All over the country it is a the same and if I were to ask readers to provide me with examples of this sort of chaotic fixture-making I would get 100 replies before lunchtime. It has been that way for years.
In Wexford, however, the players of the Kilanerin club decided to take a stand that may yet turn out to be very significant. After winning the Wexford county final last Saturday the players decided in the dressing room that they would NOT play their first-round Leinster club game scheduled for the following day against Navan O'Mahony's, who thus received a walkover. That meant that one of the stars of the game, Matty Forde from Kilanerin, was deprived of performing in the All-Ireland club championship.
In Waterford they went even further some weeks ago when it was decided that, because the football championship was running so late, the county would not be represented in the Munster club championship this year. That is some way to promote football for those dedicated to the game in Waterford.

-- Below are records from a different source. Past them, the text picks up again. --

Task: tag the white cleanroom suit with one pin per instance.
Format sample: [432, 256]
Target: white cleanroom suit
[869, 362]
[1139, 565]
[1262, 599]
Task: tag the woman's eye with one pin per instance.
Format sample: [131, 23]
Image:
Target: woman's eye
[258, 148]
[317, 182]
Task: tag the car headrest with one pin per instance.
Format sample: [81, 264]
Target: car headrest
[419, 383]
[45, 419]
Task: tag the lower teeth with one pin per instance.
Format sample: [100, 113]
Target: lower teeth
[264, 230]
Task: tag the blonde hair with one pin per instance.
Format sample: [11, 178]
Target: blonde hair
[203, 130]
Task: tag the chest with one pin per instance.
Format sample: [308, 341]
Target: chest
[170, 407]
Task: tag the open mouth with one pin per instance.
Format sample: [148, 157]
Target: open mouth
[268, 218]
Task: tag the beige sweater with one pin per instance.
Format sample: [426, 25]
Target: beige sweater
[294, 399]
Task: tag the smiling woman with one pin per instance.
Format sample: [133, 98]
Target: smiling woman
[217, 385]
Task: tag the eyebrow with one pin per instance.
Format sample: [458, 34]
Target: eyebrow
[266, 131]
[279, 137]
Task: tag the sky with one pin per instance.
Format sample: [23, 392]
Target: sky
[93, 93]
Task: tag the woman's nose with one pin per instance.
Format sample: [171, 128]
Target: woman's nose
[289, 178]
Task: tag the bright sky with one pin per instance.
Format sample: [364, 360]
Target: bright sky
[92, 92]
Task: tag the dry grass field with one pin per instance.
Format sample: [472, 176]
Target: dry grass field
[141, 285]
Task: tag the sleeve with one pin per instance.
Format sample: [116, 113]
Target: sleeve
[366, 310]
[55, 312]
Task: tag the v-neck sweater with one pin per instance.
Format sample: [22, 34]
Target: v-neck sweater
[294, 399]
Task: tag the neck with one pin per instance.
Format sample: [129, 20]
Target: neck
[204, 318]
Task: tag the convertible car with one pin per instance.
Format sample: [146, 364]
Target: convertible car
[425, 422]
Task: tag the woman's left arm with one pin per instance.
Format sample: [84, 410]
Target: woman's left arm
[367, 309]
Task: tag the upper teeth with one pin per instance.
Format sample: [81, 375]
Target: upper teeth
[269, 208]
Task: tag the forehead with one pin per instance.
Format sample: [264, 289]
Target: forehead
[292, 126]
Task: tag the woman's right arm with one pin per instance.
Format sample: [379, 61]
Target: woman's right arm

Several players are being asked to play a big county championship game on the Saturday and then a provincial club match 24 hours later. Within individual counties similar pile-ups are in vogue at this time of year and the availability of floodlights has added to this carry-on.
The other major 'burnout' season is February and March when third-level players are involved in the closing stages of their own competitions as well as provincial U-21 competit-ions, plus the national football league. Small counties have been forced to play a provincial U-21 game on a Saturday with five or six players from that team playing a crucial national league game the next day. This is absolutely disgraceful abuse of young men by provincial councils and if central authority means anything in the GAA, an order should come from Croke Park to stop such abuse.

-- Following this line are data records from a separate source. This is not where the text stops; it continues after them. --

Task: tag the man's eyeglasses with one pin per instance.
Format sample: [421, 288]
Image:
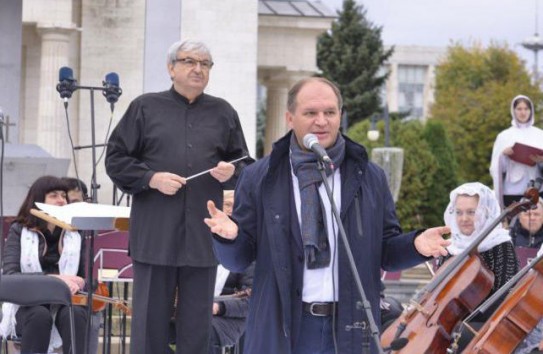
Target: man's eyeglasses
[191, 63]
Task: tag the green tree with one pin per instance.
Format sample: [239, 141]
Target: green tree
[474, 89]
[419, 167]
[445, 177]
[352, 55]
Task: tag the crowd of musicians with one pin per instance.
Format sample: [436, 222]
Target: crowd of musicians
[286, 282]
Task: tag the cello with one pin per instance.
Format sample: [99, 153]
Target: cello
[458, 287]
[516, 316]
[100, 298]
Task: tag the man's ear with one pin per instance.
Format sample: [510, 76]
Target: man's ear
[288, 119]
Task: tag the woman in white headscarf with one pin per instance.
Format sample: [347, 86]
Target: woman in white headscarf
[472, 208]
[510, 177]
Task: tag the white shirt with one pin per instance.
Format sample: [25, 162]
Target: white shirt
[321, 285]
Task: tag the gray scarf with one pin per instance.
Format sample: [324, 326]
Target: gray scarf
[314, 228]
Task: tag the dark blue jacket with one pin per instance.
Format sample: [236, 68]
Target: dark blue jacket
[264, 209]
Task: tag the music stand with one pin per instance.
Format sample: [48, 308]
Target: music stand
[85, 216]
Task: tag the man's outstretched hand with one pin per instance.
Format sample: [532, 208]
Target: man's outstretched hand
[219, 223]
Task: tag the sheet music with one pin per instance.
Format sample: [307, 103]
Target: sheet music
[68, 212]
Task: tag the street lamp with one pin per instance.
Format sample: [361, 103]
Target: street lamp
[389, 158]
[535, 44]
[373, 133]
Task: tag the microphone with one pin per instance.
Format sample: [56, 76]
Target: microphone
[396, 344]
[311, 142]
[67, 84]
[112, 91]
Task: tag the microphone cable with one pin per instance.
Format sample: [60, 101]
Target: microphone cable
[334, 265]
[71, 141]
[2, 144]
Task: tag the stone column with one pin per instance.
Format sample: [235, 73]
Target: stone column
[52, 130]
[276, 103]
[278, 82]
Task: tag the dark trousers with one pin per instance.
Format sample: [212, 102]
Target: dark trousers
[315, 335]
[34, 324]
[153, 303]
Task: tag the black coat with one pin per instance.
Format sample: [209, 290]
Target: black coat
[264, 213]
[163, 132]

'Burnout' IS a serious problem in the GAA but it is only now even being mentioned by the majority of team mentors from U-12 to senior. Managers simply flog players to death and most never give a damn about the consequences. The worst 'burnout' affects dual players aged 17 to 21 who can often be involved with up to 10 teams.
The GAA made one small stand against 'burnout' this year when banning all inter-county training and matches in November and December. But a lot more is needed. In particular, the GAA must take steps to have a regular programme of club games in the summer. That would eliminate most of the pile-ups which contribute to 'burnout.' County team managers are the biggest culprits in this and need to be reined in a lot of counties.